Schools use their top two vaulters at varsity meets, and Markuson is in the middle of the Knights’ depth chart, competing behind a group including Harner, Dylan Kuipers and JR Vest. Charting Markuson’s exploits remains a key part of the team fabric, however, even though he represents the JV during meets.

Markuson plans to study mechanical engineering at Wisconsin-Platteville and could ponder walking on to the track team if his vault progresses the way he wants. Each Knights vaulter aims to add at least one foot to his standard from the previous season, and Markuson already eclipsed 10 feet during indoors.

Most afternoons, Drendel has to convince Markuson there’ll be other workouts as he signals the last few attempts before the end of practice. Markuson possesses an innate focus, a stubbornness to prove others wrong. In pole vaulting, he’s found a sport that allows him to fix his glance for as long as he wants – or at least until coaches kick him out of the gym or outdoor pit.

“It’s you versus the bar. It’s not you versus somebody else who’s quicker than you or can shoot a basketball better than you,” Drendel said. “It’s just how much guts you’ve got and how big your heart is, and his is pretty big.”

Last season, Gaumer told Drendel he had never seen anything like Markuson in more than 30 years in track.
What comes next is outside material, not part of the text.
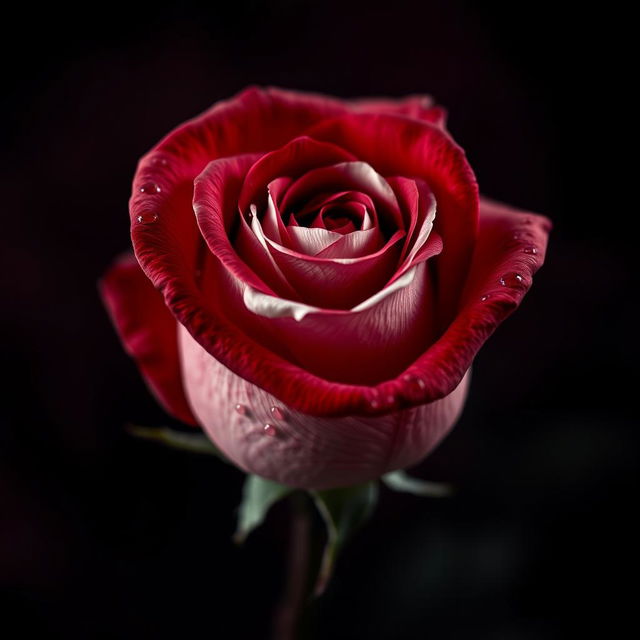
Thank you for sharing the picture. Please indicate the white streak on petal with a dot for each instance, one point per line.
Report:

Burlington Central pole vault coach Dave Burner hasn’t been around that long, but still derives inspiration, saying, “It just humbles me that he’s out there tearing it up with everyone else.”

Told of these plaudits, Markuson flashes a meek grin.

“I never really thought about it, but I guess it’s pretty unique when you put it like that,” he said. “There’s probably not too many in my situation doing what I do.”

There rarely has been reason for Markuson to dwell on it, though.

Like everyone around him, he’s working with what he’s got. That’s life, and Markuson is itching to clear its every last bar.